Pour 4 à 6 personnes : 1 igname moyenne – 200g de viande hachée – sel, poivre, oignon, épices, … – 1 œuf – farine – lait – huile d’arachide
Assaisonner selon votre goût 200g de viande hachée avec toutes les épices et/ou condiments, herbes de votre choix (sel, poivre, Kub of course, cumin, curry, oignon, persil…). Il est possible, mais pas obligatoire, de la faire un peu revenir à la poêle jusqu’à la dorer.
Faire bouillir une igname de taille moyenne (après l’avoir épluchée et coupée en petits morceaux, cela va plus vite) jusqu’à ce qu’elle soit bien tendre.
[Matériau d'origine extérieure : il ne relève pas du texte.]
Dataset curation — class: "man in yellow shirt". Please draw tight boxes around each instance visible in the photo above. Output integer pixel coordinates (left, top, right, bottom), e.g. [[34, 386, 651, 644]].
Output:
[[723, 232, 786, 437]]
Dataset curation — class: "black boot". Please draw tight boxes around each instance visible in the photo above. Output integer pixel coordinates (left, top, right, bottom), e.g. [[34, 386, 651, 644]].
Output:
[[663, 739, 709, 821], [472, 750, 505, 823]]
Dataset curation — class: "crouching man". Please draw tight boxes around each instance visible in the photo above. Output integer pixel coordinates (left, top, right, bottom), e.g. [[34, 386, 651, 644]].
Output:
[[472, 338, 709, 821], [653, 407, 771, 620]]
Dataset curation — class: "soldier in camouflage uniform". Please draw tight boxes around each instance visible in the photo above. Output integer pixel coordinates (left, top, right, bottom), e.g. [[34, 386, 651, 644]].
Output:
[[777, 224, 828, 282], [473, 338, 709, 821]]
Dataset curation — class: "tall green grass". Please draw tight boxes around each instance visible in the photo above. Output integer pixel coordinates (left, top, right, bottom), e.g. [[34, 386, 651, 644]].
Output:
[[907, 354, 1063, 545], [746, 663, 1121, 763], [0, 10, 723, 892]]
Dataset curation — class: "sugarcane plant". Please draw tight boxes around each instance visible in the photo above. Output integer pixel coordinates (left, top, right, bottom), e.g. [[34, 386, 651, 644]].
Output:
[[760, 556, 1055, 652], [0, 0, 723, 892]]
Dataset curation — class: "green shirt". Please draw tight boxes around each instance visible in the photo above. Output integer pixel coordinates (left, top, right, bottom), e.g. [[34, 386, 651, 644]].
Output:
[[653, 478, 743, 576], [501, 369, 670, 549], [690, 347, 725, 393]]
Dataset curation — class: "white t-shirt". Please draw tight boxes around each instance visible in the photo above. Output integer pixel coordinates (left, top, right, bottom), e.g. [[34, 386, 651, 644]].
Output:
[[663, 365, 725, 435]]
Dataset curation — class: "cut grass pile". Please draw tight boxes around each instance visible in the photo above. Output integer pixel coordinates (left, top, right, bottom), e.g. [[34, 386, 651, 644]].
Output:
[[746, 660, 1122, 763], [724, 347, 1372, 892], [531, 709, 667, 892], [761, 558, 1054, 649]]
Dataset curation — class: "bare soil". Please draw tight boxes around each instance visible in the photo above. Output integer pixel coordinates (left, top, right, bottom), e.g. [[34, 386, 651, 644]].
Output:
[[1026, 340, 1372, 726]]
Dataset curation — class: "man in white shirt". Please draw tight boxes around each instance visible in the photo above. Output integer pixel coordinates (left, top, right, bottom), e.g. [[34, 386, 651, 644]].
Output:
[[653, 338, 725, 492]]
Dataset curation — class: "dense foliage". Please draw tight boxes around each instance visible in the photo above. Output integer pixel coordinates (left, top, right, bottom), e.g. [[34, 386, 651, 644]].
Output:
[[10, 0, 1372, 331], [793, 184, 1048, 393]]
Écraser l’igname en purée, l’assaisonner également et ajouter un peu de lait (environ un verre), de la farine (envion 2 cuillères à soupe) et un jaune d’œuf (réserver le blanc), de façon à obtenir une sorte de pâte assez épaisse.
Enrober de petites boules de viande hachée avec la pâte d’igname, les passer dans le blanc d’œuf puis dans la farine avant de les faire frire dans un fond d’huile d’arachide très chaude (mais pas bouillonnante) en les tournant souvent et rapidement pour faire dorer tous les côtés.
Manger bien chaud. C’est « cro »-bon ! Accompagne très bien un taboulé, par exemple (testé pour vous), ou j’en suis sûre, toute autre salade, composée ou non.

Sur la photo il n’y a que la moitié de la quantité réalisée, l’autre moitié était déjà engloutie le temps que je sorte l’appareil. Wa mi du nu!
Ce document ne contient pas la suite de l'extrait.